Staff photo by Joshua Curry 

Lynn Harris of Abracadabra recovers a chair for a client in her downtown shop after making a few minor repairs to make the vintage piece sturdy and usable again.


The magic of refurbishing, refinishing and reupholstering is in the air. Reviving old furniture or repurposing furniture to fit into a new space is becoming more the trend, said Lynn Harris, local furniture magician and owner of Abracadabra Decor, which she founded in 2006. 

Harris is known as a purist in the field, reupholstering pieces from the inside out by fitting them with springs, and padding them to either match or imitate the original stuffing. She refinishes the framework as well to either mock its original form, or to create a new look altogether by staining or painting it to fit into its new home. 

“These days, unless you buy really expensive pieces,” Harris said, “most new furniture won’t last. It’s made with … white pine, plywood or cardboard.” 

Such furniture has a lifespan of five to 10 years. Solid Oak furniture of the 20th century can be expected to last 100 years or more. 

The in with the old and out with the new philosophy that is emerging during this era of frugality allows for a lot more than saving money, Harris said. Refurbishing furniture gives homeowners an opportunity to explore their creativity by redesigning furniture to fit their needs. 

“Not every antique is valuable,” Harris said. “Sometimes it’s just old.” 

Most furniture made before the 90s is going to be solid oak, Harris said. She advises that if and when such furniture is handed down or seen in the trash heap, it be kept. 

“Well-loved pieces can be revamped and loved all over again.”  

Choosing fabric alone can be both thrilling and challenging. Trends are overrated when it comes to upholstery, Harris said. “It’s so house-specific,” she said. “In older homes with an antique theme, people usually choose the brocades, damasks or silks with either traditional floral patterns, stripes or tone on tone patterns.” 

In homes with more modern decor, recovering antique furniture in more coeval fabric can renew dated pieces. 

“Painting frames gold or silver and covering cushions with matching fabric has become popular, especially at the beach,” Harris said. 

Harris said outdoor furniture can be completely transformed by adding a nice, bright, Sunbrella™ fabric that is completely water-resistant and won’t fade as easily as other outdoor fabric choices. 

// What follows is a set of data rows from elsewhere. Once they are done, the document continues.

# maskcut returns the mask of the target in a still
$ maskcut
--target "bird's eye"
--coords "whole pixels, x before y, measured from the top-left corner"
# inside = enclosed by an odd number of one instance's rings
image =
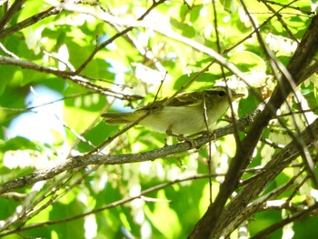
[[[220,97],[223,97],[226,95],[226,93],[224,91],[217,91],[217,95],[219,95]]]

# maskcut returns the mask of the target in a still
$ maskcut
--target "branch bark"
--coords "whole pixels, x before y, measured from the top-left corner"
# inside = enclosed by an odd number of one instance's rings
[[[229,166],[224,182],[220,186],[220,192],[214,203],[209,206],[204,215],[194,228],[189,238],[217,238],[214,237],[217,234],[216,225],[221,223],[221,214],[225,203],[237,188],[243,174],[242,172],[248,165],[263,129],[268,124],[269,120],[275,115],[276,110],[284,102],[287,95],[292,92],[293,86],[292,85],[298,85],[301,83],[303,75],[313,59],[317,49],[318,15],[315,15],[287,66],[287,70],[293,79],[283,75],[279,80],[279,84],[273,91],[270,101],[266,104],[264,110],[255,119],[246,137],[241,143],[240,147],[238,147],[235,156]]]
[[[260,105],[252,114],[246,115],[245,117],[240,119],[237,122],[237,126],[239,129],[244,129],[252,124],[253,119],[262,112],[263,105]],[[232,124],[225,127],[220,128],[212,132],[210,134],[204,134],[194,141],[195,145],[198,147],[204,145],[209,140],[216,140],[224,135],[234,133],[234,127]],[[189,142],[180,143],[174,145],[167,145],[163,148],[155,149],[149,152],[140,153],[140,154],[117,154],[117,155],[104,155],[104,154],[90,154],[84,156],[75,156],[66,160],[65,162],[48,169],[39,170],[33,174],[16,178],[13,181],[7,182],[3,185],[0,185],[0,194],[12,192],[14,190],[33,184],[36,182],[42,180],[51,179],[60,174],[63,174],[68,170],[85,167],[87,165],[96,165],[96,164],[122,164],[129,163],[137,163],[154,160],[157,158],[165,157],[174,154],[184,152],[192,149],[192,144]]]

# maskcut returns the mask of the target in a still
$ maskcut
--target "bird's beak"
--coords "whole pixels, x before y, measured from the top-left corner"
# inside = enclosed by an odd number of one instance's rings
[[[242,97],[243,97],[243,96],[245,96],[245,95],[243,95],[243,94],[234,94],[234,95],[232,95],[232,98],[234,98],[234,99],[238,99],[238,98],[242,98]]]

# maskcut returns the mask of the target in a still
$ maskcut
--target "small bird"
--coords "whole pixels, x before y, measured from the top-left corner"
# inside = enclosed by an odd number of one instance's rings
[[[232,100],[244,96],[243,94],[236,94],[230,88],[229,90]],[[186,135],[206,131],[206,125],[211,126],[229,107],[225,86],[181,93],[164,105],[166,100],[164,98],[155,101],[134,112],[106,113],[102,116],[108,124],[121,124],[135,122],[149,114],[138,124],[155,132],[171,135]]]

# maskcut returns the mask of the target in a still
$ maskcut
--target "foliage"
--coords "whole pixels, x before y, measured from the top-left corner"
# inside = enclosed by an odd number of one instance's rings
[[[194,233],[221,197],[240,142],[262,114],[257,107],[280,87],[314,18],[308,0],[16,0],[0,1],[0,237],[7,238]],[[299,85],[283,95],[252,157],[246,154],[240,184],[233,182],[223,200],[234,204],[259,181],[263,188],[239,201],[236,214],[225,205],[218,218],[234,223],[218,224],[212,238],[236,238],[242,228],[251,237],[317,234],[318,131],[300,134],[318,115],[316,59],[311,62],[293,69],[302,72],[298,83],[294,77]],[[212,137],[195,139],[195,149],[100,117],[225,83],[245,97],[233,103]],[[234,115],[251,122],[224,128]],[[275,161],[292,150],[294,158]],[[277,174],[266,177],[273,162]]]

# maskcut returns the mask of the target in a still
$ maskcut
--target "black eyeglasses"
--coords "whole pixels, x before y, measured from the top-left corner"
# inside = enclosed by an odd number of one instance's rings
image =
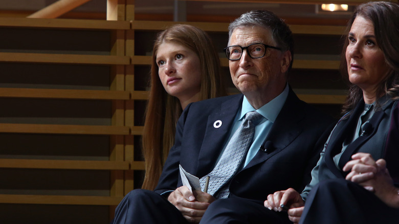
[[[243,47],[238,45],[233,45],[229,46],[223,50],[225,50],[226,56],[229,60],[236,61],[241,58],[242,52],[245,49],[247,49],[247,53],[252,58],[259,58],[264,56],[264,54],[266,54],[266,49],[268,48],[281,50],[281,48],[258,43],[251,43]]]

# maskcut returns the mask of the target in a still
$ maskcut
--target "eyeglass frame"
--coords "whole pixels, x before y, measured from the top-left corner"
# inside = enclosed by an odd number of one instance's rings
[[[248,48],[250,47],[250,46],[251,46],[252,45],[254,45],[254,44],[262,44],[262,45],[264,46],[264,47],[265,47],[265,49],[264,49],[264,54],[263,54],[263,55],[262,55],[260,57],[253,57],[251,55],[251,53],[249,53],[248,52],[248,51],[247,50],[247,53],[248,54],[248,56],[250,56],[250,57],[251,58],[254,58],[254,59],[256,59],[256,58],[262,58],[262,57],[264,57],[264,55],[266,54],[266,50],[268,49],[268,48],[272,48],[272,49],[273,49],[278,50],[279,51],[281,51],[282,50],[280,48],[277,48],[277,47],[271,46],[270,45],[265,44],[264,43],[251,43],[251,44],[248,45],[247,47],[241,47],[239,45],[232,45],[231,46],[228,46],[227,47],[223,49],[223,50],[225,51],[225,54],[226,54],[226,56],[227,57],[228,59],[229,59],[229,60],[230,60],[231,61],[237,61],[237,60],[238,60],[240,59],[241,57],[242,57],[242,53],[244,53],[244,50],[248,49]],[[241,55],[240,55],[240,57],[239,57],[238,58],[237,58],[236,59],[230,59],[230,57],[228,55],[227,55],[227,49],[230,48],[230,47],[239,47],[240,48],[241,48]]]

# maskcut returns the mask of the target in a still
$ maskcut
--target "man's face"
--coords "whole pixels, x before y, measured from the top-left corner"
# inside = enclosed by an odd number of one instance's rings
[[[276,46],[269,29],[256,26],[235,28],[230,37],[229,46],[245,47],[254,43],[280,47]],[[289,51],[287,52],[289,54]],[[288,69],[286,64],[290,63],[290,61],[286,61],[291,60],[291,54],[289,58],[286,54],[287,52],[268,48],[263,57],[252,58],[247,50],[244,50],[239,60],[229,61],[233,83],[247,97],[256,94],[275,95],[273,94],[276,91],[279,91],[279,94],[285,85],[284,73]]]

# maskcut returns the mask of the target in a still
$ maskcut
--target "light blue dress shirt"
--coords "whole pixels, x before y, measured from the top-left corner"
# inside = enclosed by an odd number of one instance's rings
[[[285,85],[285,88],[279,95],[258,109],[255,109],[249,103],[247,98],[244,96],[241,109],[238,110],[235,116],[235,120],[236,121],[230,130],[230,135],[229,137],[229,139],[225,143],[223,150],[217,160],[218,161],[225,151],[230,139],[233,137],[235,131],[238,129],[238,127],[241,124],[245,114],[248,112],[256,111],[260,114],[263,116],[263,118],[262,118],[259,124],[255,127],[255,133],[254,133],[254,138],[252,139],[252,144],[251,145],[247,154],[243,166],[241,166],[241,167],[245,167],[249,163],[250,161],[258,152],[259,147],[263,143],[266,136],[267,136],[272,128],[272,126],[276,120],[276,118],[277,118],[277,116],[280,113],[280,111],[281,110],[281,108],[282,108],[284,103],[285,102],[285,100],[287,99],[289,89],[288,84],[287,84]]]

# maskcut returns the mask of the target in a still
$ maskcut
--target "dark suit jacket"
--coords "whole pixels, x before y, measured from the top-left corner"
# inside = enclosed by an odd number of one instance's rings
[[[195,102],[188,105],[176,128],[170,149],[155,191],[162,193],[182,186],[179,165],[198,177],[213,168],[237,111],[242,94]],[[215,121],[222,122],[219,128]],[[265,141],[269,152],[259,151],[234,176],[231,197],[263,201],[274,192],[293,187],[301,190],[332,127],[333,120],[300,101],[290,89],[287,99]]]
[[[370,153],[375,160],[385,159],[394,184],[399,186],[399,105],[397,101],[390,99],[383,100],[380,103],[381,108],[376,110],[371,118],[367,131],[348,146],[343,153],[339,162],[339,169],[334,163],[334,156],[341,151],[345,138],[353,136],[364,108],[364,101],[362,100],[353,111],[338,122],[322,153],[316,169],[317,172],[312,174],[318,180],[312,180],[306,186],[302,197],[305,198],[312,188],[320,182],[345,178],[348,172],[344,172],[342,168],[351,160],[350,156],[358,152]]]

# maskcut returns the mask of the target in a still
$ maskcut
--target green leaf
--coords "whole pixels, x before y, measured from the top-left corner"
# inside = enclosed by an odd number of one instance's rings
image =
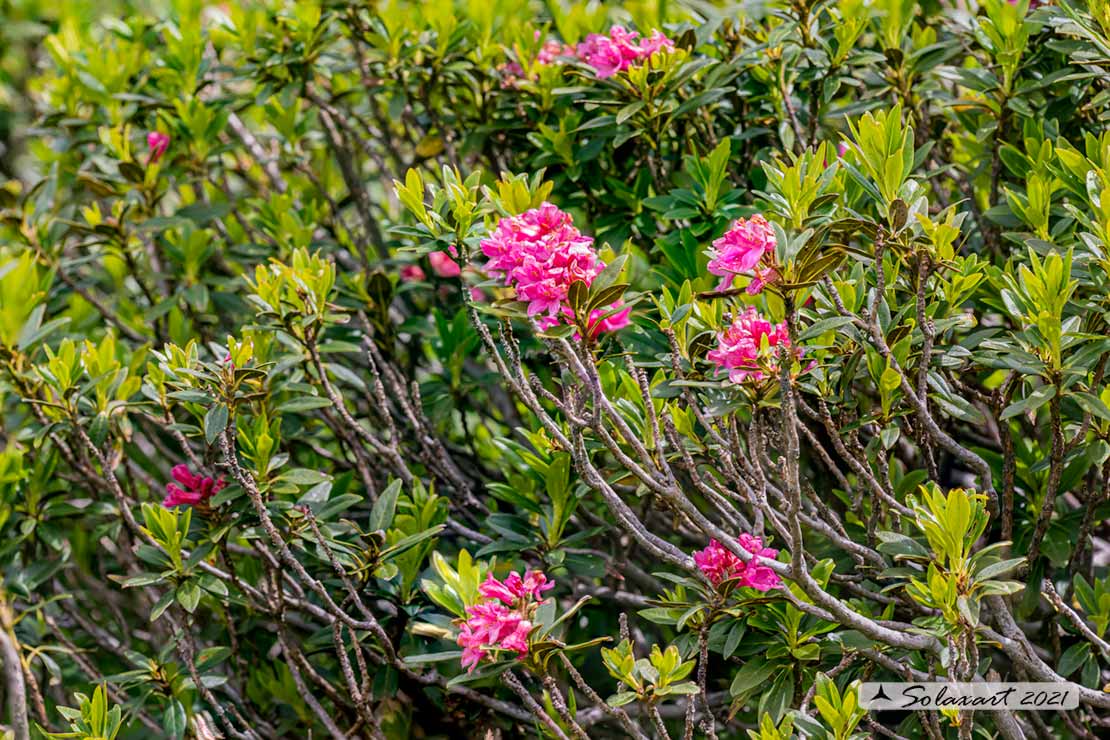
[[[228,407],[216,404],[204,415],[204,438],[211,445],[228,428]]]
[[[1005,422],[1006,419],[1018,416],[1019,414],[1036,410],[1047,404],[1054,396],[1054,385],[1042,385],[1021,401],[1016,401],[1007,406],[999,419]]]
[[[397,506],[397,496],[401,495],[401,480],[394,480],[383,490],[374,507],[370,510],[370,530],[387,529],[393,523],[393,513]]]

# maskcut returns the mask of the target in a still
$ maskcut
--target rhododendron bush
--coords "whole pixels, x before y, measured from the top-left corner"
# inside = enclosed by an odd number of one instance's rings
[[[0,737],[1104,736],[1108,65],[1107,0],[0,3]]]

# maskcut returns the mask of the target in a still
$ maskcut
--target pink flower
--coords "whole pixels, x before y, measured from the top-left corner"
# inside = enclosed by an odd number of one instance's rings
[[[756,214],[750,219],[737,219],[727,232],[713,242],[709,250],[709,272],[722,277],[718,291],[733,283],[733,276],[755,270],[765,255],[775,254],[775,230],[767,220]],[[759,283],[758,293],[763,288]]]
[[[783,586],[783,580],[769,567],[761,565],[761,558],[774,560],[778,550],[763,546],[763,540],[751,535],[740,535],[740,547],[751,554],[751,559],[745,562],[716,539],[709,540],[709,546],[694,554],[694,562],[705,574],[714,586],[735,579],[737,585],[754,588],[757,591],[769,591]]]
[[[783,579],[778,574],[765,565],[760,565],[760,558],[774,560],[778,557],[778,550],[763,546],[763,540],[751,535],[740,535],[740,547],[753,555],[753,558],[744,564],[744,572],[740,576],[740,585],[754,588],[757,591],[769,591],[773,588],[783,586]]]
[[[456,641],[463,648],[463,668],[473,671],[492,650],[514,651],[517,659],[528,655],[531,617],[543,592],[554,587],[538,570],[528,570],[523,578],[514,571],[504,581],[487,576],[478,587],[487,600],[467,607],[466,619],[458,628]]]
[[[744,383],[748,378],[761,381],[778,367],[778,346],[790,345],[786,324],[771,324],[751,306],[737,316],[725,331],[717,334],[717,348],[706,357],[728,371],[728,379]],[[799,348],[794,349],[801,356]]]
[[[714,586],[733,578],[744,569],[744,561],[715,539],[709,540],[707,548],[694,554],[694,562]]]
[[[578,59],[594,68],[601,79],[623,72],[633,64],[640,62],[655,52],[673,51],[675,42],[659,31],[639,40],[635,31],[627,31],[623,26],[614,26],[608,36],[591,33],[575,50]]]
[[[165,150],[169,148],[170,134],[162,133],[161,131],[151,131],[147,134],[147,151],[149,152],[151,164],[162,159],[162,154],[165,154]]]
[[[215,480],[208,476],[196,475],[185,465],[173,466],[171,473],[173,479],[181,485],[171,483],[165,486],[165,498],[162,499],[162,506],[167,508],[206,505],[208,500],[226,485],[223,478]]]
[[[759,267],[756,267],[755,273],[756,274],[751,277],[751,282],[748,283],[746,288],[744,288],[748,295],[759,295],[765,285],[774,283],[778,280],[778,271],[774,267],[768,267],[767,270],[759,270]]]
[[[417,264],[408,264],[401,266],[401,282],[402,283],[413,283],[424,280],[424,270]]]
[[[528,315],[542,328],[551,328],[574,317],[568,303],[571,285],[578,281],[591,285],[605,268],[593,244],[593,239],[574,227],[569,214],[543,203],[518,216],[502,219],[481,246],[490,259],[486,270],[504,277],[505,285],[516,290],[516,297],[528,304]],[[591,322],[616,305],[597,310]],[[627,325],[628,312],[617,312],[598,321],[596,332]]]
[[[451,259],[446,252],[432,252],[427,255],[427,261],[432,263],[432,272],[440,277],[458,277],[463,268]]]
[[[493,574],[486,576],[485,581],[478,586],[478,594],[487,599],[500,599],[507,606],[513,606],[522,598],[538,599],[544,591],[555,588],[553,581],[547,580],[539,570],[528,570],[521,578],[521,574],[513,571],[504,581],[497,580]]]
[[[514,650],[517,658],[528,655],[532,622],[519,612],[497,601],[484,601],[468,607],[466,614],[456,642],[463,648],[462,663],[467,672],[473,671],[491,649]]]

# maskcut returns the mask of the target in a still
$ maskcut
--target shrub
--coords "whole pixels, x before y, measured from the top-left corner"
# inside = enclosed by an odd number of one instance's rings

Her shop is crowded with pieces in progress. Couches are in full recovery mode, being transformed from plaid plainness to an elegant, pale yellow with a loose, wispy design running the length of the fabric. Antique and vintage chairs alike are covered, cut, trimmed and lined to perfection. Harris said there’s a lot more to reupholstering than putting a piece of fabric on furniture. She hand-ties all springs and the webbing that connects them to the frame. The re-tying process alone can take up to two days. 

Harris uses a 1950s Singer sewing machine, an old Defiance Button machine and dated tools. She said she sticks to the old way whenever she can for good reason. 

“Things used to be made well. They were made to last,” Harris said. 

Curtis Martin, of Martin Custom Woodworking and Antique Restoration, has been restoring furniture and working with upholsterers in the Wilmington area for 15 years and in Greensboro for 15 years before that. Martin said business has really picked up in the last couple of years. “People are being more economical,” he said. 

Martin works closely with several upholsterers in town and says that it’s usually a team effort. “When we’re commissioned to build furniture, its more of a communal design,” Martin said. “We work with designers and upholsterers to make sure that it all comes together.”